El director del Programa Especial de la Bahía del Lago Titicaca de la Municipalidad Provincial de Puno, Edson Dante Pizarro Rojas, reveló que los puntos de contaminación en la bahía interior aumentaron de 11 a 17 en solo meses.
Según sus observaciones y reportes recibidas por los vecinos, el
crecimiento acelerado de aguas servidas y desechos que llegan al lago pone en riesgo la salud del ecosistema y de las comunidades que dependen de él.
El funcionario explicó que antes solo existían 11 canales fluviales contaminados que vertían residuos al lago. Ahora, la cifra subió a 17, lo que demuestra un empeoramiento rápido de la situación. El funcionario ya alertó a Emsapuno y a la Fiscalía de Medio Ambiente, pero hasta ahora no ha recibido ninguna respuesta ni acción concreta para frenar el problema.

El especialista también advirtió que algunos ciudadanos conectaron tuberías clandestinas a los canales, lo que agrava la
contaminación. Estas instalaciones ilegales vierten aguas servidas sin tratamiento directo a la bahía, afectando la calidad del agua y la vida de peces, aves y plantas acuáticas.

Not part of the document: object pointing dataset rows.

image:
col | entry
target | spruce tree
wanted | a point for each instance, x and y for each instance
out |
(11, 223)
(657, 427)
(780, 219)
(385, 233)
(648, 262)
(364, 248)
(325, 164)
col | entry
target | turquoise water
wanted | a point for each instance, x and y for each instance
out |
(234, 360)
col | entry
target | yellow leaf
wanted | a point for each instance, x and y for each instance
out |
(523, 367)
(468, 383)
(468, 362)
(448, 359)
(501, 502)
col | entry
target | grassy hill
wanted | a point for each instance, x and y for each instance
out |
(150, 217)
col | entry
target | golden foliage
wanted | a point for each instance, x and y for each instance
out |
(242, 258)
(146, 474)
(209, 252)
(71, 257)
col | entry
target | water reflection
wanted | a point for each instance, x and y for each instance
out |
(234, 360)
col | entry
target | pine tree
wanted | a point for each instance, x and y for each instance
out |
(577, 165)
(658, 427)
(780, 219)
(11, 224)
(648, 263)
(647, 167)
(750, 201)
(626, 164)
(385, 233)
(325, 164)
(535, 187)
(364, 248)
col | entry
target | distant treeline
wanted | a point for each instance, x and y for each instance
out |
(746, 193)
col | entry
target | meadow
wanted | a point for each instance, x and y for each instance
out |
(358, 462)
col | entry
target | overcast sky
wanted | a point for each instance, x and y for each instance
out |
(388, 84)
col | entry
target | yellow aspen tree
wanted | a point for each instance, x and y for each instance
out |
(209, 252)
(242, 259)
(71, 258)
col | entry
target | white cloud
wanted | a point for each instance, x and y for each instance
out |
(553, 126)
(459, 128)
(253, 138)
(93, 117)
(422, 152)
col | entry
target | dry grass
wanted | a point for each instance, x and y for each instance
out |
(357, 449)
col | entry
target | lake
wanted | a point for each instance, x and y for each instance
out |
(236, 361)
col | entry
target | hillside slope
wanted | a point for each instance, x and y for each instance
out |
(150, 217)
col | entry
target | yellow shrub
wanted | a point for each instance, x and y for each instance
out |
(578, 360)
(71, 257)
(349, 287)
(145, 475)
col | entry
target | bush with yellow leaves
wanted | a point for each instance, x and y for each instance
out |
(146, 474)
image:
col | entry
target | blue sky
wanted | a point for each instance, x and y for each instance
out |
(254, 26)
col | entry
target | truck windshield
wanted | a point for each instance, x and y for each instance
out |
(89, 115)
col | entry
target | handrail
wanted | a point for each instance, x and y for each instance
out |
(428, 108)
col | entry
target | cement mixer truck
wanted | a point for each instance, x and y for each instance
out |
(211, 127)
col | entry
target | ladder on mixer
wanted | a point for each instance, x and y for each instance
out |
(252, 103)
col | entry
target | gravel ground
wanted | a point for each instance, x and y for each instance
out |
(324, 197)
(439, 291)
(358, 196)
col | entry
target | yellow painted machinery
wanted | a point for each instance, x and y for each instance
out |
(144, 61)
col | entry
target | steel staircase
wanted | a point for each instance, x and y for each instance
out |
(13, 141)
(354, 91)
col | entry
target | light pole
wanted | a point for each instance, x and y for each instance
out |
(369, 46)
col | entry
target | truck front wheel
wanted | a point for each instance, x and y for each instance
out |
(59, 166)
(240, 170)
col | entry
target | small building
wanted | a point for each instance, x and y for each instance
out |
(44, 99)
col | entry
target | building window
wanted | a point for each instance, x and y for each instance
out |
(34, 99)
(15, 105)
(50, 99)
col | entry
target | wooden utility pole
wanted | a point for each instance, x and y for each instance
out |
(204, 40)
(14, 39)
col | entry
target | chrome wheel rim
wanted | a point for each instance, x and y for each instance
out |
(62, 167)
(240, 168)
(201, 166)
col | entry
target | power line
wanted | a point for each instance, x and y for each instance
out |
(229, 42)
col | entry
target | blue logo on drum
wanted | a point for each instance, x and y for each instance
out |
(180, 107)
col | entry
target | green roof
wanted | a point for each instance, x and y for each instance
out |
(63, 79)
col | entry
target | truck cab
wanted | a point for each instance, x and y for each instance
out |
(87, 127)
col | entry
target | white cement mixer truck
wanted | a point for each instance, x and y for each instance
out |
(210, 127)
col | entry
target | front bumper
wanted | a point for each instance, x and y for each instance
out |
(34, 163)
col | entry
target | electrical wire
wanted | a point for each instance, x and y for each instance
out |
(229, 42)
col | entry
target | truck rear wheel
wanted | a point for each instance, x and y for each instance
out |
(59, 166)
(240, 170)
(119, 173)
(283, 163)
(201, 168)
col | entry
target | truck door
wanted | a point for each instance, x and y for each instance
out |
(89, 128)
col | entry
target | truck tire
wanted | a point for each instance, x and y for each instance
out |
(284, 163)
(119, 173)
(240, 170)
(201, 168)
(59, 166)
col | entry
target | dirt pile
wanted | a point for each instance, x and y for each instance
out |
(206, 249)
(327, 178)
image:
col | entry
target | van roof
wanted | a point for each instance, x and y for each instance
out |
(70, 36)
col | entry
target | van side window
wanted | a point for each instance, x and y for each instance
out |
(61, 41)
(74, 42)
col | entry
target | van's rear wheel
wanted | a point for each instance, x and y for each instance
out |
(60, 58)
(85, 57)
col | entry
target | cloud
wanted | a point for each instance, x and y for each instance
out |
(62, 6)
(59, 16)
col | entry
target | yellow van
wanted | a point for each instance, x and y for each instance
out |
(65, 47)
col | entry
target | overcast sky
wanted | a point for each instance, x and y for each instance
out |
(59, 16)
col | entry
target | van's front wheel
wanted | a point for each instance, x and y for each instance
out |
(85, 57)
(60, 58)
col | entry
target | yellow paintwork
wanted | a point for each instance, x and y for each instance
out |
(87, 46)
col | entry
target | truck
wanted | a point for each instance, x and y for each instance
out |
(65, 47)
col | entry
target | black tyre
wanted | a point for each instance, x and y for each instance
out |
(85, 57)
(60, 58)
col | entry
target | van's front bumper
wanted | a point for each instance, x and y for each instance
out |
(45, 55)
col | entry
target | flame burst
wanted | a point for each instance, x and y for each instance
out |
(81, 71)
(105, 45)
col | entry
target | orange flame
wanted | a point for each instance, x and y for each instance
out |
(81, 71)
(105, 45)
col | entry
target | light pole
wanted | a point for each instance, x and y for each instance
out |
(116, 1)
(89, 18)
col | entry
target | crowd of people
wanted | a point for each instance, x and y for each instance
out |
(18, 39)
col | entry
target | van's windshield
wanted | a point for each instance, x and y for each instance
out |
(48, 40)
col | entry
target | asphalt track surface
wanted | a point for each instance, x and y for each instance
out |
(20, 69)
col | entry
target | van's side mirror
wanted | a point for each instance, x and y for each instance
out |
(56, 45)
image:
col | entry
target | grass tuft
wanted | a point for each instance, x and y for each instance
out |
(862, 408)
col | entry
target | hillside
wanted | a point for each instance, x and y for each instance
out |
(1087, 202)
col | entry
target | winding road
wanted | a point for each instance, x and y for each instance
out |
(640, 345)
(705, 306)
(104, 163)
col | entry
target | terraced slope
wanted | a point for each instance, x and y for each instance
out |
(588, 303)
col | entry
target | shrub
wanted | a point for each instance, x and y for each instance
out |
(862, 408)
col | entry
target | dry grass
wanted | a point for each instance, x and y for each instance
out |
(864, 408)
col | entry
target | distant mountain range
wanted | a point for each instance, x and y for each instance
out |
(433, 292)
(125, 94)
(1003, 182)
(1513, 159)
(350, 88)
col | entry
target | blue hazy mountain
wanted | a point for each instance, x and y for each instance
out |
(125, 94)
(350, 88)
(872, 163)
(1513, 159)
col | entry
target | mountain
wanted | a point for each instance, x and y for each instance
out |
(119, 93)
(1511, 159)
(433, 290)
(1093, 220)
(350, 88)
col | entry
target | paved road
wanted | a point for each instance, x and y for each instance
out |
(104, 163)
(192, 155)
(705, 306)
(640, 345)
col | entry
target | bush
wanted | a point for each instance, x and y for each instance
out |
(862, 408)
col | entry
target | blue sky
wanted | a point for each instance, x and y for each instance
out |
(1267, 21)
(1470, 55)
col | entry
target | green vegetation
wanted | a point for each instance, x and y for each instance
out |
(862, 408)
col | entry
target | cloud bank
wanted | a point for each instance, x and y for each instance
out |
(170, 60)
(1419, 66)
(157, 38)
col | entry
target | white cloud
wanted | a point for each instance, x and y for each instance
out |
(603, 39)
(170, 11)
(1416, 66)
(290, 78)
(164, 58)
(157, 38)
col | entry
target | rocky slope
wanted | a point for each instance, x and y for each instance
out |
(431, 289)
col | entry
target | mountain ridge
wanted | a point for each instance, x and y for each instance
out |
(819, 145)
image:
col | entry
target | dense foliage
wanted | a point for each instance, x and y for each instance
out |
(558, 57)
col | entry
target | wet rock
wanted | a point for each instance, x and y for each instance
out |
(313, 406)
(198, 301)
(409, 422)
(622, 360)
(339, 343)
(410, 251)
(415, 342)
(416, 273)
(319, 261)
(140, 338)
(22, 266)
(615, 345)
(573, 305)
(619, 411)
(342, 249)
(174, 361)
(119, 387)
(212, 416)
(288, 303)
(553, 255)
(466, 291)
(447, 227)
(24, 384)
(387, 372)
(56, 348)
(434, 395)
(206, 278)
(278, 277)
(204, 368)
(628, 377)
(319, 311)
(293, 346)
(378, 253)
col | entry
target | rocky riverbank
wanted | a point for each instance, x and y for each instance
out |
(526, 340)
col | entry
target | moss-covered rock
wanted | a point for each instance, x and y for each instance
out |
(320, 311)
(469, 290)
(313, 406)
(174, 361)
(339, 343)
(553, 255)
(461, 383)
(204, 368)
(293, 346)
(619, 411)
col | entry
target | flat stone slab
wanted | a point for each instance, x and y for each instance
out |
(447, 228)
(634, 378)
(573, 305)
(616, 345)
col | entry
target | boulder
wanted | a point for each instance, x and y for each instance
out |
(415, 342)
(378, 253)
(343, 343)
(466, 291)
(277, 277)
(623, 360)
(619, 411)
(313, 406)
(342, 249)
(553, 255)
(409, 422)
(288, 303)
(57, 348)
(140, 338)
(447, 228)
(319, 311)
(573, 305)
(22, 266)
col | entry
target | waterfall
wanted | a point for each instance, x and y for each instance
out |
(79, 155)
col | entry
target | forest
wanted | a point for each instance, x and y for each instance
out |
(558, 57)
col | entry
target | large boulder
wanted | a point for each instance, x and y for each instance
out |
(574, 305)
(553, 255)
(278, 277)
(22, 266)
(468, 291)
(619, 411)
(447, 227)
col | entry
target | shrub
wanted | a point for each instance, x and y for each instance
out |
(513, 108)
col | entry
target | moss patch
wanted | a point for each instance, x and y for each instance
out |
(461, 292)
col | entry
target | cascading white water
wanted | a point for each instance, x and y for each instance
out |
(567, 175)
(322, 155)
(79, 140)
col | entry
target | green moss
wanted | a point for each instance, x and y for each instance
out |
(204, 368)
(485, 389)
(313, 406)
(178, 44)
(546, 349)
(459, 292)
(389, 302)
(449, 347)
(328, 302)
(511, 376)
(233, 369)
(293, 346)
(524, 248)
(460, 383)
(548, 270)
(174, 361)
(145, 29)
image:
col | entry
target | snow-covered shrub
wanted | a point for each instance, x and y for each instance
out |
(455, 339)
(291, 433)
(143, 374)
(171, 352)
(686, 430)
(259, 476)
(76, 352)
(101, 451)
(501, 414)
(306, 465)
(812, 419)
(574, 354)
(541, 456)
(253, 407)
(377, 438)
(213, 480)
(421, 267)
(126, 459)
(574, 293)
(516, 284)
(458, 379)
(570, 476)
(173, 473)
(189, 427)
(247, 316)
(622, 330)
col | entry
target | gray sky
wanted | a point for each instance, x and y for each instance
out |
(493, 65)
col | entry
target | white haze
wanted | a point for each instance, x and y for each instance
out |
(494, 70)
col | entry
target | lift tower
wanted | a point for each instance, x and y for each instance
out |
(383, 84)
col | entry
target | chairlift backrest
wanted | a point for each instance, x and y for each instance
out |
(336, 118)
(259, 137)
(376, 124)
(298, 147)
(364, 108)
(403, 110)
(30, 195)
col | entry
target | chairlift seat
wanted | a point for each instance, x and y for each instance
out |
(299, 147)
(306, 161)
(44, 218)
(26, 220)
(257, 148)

La zona más afectada abarca desde las plataformas deportivas multiusos hasta el malecón turístico y el pasaje Los Uros, cerca de la Universidad Nacional del Altiplano. Esta área es importante para el turismo y la biodiversidad, por lo que su deterioro amenaza tanto el medio ambiente como la economía local.
Edson Pizarro insistió en que la falta de acción de las autoridades es preocupante. Señaló que, si no se toman medidas urgentes, el daño al lago y a las comunidades que viven de él podría volverse irreversible.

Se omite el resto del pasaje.